Quoting HopeRegardless:

 "Dear ladies, please feel welcome to bring your spouse and children to baby shower for food and games, we will be holding the celebration at the park so that dads/caregivers and children will be able to play during the traditional parts of the shower. Please rsvp with number of people so that the buffet table can be stocked accordingly. We look forward to seeing you Month/Day" Perhaps something like that? I'm sure there might be a little bit better but that's all I can think of if you would like include children/dads during part of the shower but still enjoy the games that women typically play and during gift opening. 




MamaSarah1104
by Bronze Member on Jun. 27, 2013 at 5:29 PM
6 moms liked this
Who cares if they're "paying attention" to you opening all your gifts?!? No one really cares that much. I think you need to just say no kids please since you don't seem to tolerant of them in the first place.

Quoting MrsKaufold1990:

I already said yes. 

The person who is going to be watching the children and the children are allowed to eat. 

And it's not like a random stranger, it'll be their husband/father of the child. 

And if they don't bring their husband/father of said child, they won't be paying attention to the shower.



Quoting notjstanothrmom:

People can take care of their own children... if not then they aren't doing their jobs as parents. Are you going to be feeding the rest of the people they take with them to watch their kids?




HopeRegardless
by on Jun. 27, 2013 at 5:29 PM

You are welcome, glad that it helps. Whatever you think works best. :) I think it's nice that you want to include everyone, and I think it's more than reasonable to want a part of your shower to be more traditional. 


Quoting MrsKaufold1990:

Thanks. 

That sounds really good!!!!!!!!!! 

But what if we say

"Children will be able to play at play ground after lunch is served."


Quoting HopeRegardless:

 "Dear ladies, please feel welcome to bring your spouse and children to baby shower for food and games, we will be holding the celebration at the park so that dads/caregivers and children will be able to play during the traditional parts of the shower.
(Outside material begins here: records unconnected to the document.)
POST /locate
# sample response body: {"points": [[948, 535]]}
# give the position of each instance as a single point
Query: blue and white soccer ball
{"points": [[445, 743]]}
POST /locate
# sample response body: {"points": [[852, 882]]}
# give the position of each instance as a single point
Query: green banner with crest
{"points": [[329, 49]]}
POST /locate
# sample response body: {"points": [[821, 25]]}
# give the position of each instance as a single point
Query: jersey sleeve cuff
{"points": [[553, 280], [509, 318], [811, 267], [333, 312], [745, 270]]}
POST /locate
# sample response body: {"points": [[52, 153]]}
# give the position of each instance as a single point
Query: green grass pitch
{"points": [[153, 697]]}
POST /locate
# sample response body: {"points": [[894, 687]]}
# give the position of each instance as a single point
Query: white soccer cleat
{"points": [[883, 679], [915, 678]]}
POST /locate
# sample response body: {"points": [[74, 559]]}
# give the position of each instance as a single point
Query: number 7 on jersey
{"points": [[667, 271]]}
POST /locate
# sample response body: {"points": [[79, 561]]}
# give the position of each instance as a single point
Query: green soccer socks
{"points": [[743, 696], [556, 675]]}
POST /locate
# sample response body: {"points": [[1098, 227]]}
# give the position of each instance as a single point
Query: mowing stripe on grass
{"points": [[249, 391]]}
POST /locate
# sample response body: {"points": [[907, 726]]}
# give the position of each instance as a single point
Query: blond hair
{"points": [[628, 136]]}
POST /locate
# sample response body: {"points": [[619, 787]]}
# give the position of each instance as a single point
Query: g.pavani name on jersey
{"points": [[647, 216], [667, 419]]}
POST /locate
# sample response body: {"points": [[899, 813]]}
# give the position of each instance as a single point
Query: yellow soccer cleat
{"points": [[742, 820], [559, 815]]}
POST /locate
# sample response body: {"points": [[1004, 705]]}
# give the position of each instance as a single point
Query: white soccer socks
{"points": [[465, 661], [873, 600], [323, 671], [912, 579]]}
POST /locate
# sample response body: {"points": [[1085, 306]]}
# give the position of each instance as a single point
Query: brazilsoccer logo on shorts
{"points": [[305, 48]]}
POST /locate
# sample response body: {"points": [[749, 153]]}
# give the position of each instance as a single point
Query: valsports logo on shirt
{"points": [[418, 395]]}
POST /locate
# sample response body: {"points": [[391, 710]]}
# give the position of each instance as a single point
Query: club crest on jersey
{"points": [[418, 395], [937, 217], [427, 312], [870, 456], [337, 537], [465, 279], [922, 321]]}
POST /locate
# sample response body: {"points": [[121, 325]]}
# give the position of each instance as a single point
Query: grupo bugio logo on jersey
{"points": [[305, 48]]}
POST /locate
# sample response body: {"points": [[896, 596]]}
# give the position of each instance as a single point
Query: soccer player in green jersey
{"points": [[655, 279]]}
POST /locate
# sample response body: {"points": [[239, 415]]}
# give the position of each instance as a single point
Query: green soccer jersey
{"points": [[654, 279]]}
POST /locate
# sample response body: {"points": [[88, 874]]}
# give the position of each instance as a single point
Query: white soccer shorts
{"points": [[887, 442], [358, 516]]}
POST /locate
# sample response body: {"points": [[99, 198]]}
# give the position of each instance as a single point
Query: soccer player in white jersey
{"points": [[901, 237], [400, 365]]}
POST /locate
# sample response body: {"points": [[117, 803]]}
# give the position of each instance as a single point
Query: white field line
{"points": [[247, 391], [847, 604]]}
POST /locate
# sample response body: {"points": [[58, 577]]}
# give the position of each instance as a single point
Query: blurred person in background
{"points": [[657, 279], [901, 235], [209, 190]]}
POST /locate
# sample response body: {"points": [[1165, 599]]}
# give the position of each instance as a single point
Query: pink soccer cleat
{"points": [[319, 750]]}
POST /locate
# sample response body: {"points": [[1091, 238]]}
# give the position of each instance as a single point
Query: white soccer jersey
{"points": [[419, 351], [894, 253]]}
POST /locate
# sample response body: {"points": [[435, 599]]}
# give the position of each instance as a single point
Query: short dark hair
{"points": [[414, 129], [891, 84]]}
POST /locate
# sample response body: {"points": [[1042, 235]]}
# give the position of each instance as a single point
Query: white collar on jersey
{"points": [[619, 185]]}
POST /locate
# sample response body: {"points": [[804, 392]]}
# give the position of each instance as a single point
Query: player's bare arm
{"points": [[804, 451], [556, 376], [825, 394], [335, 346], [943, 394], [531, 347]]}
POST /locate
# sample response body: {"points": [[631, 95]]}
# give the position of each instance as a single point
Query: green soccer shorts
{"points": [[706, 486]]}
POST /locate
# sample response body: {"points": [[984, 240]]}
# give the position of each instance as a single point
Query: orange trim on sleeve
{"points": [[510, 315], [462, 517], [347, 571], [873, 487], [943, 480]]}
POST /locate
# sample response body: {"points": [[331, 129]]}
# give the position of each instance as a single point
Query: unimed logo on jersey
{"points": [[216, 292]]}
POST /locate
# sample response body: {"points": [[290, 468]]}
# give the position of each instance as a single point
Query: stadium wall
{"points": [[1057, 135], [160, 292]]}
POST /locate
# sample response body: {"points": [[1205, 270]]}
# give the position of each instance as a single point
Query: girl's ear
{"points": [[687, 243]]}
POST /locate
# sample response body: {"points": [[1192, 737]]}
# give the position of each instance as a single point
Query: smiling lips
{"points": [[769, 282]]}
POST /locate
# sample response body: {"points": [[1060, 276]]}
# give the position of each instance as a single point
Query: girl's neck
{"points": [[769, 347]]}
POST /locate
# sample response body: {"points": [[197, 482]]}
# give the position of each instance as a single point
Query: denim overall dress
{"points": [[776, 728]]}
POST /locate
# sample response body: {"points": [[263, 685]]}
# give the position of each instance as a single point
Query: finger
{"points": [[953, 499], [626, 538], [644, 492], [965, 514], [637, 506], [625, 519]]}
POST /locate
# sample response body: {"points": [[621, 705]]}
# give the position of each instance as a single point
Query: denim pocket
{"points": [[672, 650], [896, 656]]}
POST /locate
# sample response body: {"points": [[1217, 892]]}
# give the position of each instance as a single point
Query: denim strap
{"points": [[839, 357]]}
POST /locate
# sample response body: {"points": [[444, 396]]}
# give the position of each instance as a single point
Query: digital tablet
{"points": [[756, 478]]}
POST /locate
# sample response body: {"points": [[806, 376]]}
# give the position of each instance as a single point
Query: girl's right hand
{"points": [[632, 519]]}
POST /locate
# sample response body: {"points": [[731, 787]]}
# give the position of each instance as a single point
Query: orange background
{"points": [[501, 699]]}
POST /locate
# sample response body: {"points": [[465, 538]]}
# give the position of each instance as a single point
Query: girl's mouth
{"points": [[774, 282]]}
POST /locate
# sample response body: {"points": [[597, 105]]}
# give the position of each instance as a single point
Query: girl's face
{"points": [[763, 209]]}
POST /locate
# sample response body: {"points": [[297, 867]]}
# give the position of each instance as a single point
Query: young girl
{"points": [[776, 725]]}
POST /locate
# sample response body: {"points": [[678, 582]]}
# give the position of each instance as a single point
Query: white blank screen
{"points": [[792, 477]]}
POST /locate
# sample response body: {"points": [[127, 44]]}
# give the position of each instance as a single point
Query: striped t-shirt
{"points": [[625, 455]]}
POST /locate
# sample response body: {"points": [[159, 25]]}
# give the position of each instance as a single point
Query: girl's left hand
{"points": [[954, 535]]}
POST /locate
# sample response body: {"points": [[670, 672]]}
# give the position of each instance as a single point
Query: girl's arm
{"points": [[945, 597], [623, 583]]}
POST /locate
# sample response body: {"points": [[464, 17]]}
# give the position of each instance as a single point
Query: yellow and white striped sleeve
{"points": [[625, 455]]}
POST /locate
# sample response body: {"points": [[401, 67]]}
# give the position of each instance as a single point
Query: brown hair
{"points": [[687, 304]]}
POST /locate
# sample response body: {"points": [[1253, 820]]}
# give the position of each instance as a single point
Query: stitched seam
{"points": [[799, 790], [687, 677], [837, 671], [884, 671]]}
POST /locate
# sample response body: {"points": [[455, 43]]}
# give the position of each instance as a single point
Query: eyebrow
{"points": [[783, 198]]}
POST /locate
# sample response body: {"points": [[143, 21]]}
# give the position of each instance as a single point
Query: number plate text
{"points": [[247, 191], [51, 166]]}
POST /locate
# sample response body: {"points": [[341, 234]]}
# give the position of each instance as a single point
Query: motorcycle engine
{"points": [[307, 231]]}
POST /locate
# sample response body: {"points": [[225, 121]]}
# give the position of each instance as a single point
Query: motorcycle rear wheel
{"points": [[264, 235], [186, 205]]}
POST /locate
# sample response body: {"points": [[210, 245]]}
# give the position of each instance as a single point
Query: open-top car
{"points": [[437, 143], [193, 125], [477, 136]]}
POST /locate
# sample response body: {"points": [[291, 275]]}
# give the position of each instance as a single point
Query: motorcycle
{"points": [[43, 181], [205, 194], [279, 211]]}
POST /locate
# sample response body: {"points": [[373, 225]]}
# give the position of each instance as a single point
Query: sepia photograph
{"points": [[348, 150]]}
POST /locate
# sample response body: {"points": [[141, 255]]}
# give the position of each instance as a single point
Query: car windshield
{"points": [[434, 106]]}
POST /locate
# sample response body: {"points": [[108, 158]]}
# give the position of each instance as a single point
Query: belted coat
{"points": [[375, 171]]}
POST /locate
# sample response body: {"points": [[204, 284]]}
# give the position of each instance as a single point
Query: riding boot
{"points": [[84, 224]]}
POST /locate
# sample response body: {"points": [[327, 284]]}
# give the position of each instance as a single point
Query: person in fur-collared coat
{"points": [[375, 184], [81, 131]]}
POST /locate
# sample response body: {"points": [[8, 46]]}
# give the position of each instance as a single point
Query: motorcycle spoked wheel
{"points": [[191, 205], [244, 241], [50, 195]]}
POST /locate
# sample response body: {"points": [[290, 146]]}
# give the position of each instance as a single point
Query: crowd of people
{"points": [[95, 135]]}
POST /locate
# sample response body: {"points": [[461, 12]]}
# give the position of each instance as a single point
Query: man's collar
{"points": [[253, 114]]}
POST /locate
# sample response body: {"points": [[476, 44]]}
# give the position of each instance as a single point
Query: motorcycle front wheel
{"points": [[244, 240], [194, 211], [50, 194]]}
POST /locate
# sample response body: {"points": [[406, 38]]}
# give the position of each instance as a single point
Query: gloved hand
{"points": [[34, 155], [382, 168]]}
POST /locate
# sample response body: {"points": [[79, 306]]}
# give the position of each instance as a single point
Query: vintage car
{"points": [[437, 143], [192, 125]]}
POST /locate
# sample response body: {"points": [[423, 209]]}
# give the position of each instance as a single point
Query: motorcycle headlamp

Please rsvp with number of people so that the buffet table can be stocked accordingly. We look forward to seeing you Month/Day" Perhaps something like that? I'm sure there might be a little bit better but that's all I can think of if you would like include children/dads during part of the shower but still enjoy the games that women typically play and during gift opening. 





MrsKaufold1990
by on Jun. 27, 2013 at 5:32 PM
1 mom liked this

Thanks. 

I am copying and pasting this, and showing it to my mom when she gets home.


Quoting HopeRegardless:

You are welcome, glad that it helps. Whatever you think works best. :) I think it's nice that you want to include everyone, and I think it's more than reasonable to want a part of your shower to be more traditional. 


Quoting MrsKaufold1990:

Thanks. 

That sounds really good!!!!!!!!!! 

But what if we say

"Children will be able to play at play ground after lunch is served."


Quoting HopeRegardless:

 "Dear ladies, please feel welcome to bring your spouse and children to baby shower for food and games, we will be holding the celebration at the park so that dads/caregivers and children will be able to play during the traditional parts of the shower. Please rsvp with number of people so that the buffet table can be stocked accordingly. We look forward to seeing you Month/Day" Perhaps something like that? I'm sure there might be a little bit better but that's all I can think of if you would like include children/dads during part of the shower but still enjoy the games that women typically play and during gift opening. 







lovebugs_mom906
by on Jun. 27, 2013 at 5:32 PM
13 moms liked this
Honestly, it sounds like you are way over thinking things. The most common sense and logical thing to do if you don't want kids there is to say "no kids". Your food costs will be cheaper and the kids won't be in the way. As a mom, if I knew they weren't wanted there, I would keep them at home. Saying "no children" seems a lot nicer than "bring your kids, but you can't pay attention to them, so you better bring a sitter,and they can't be around for presents or games."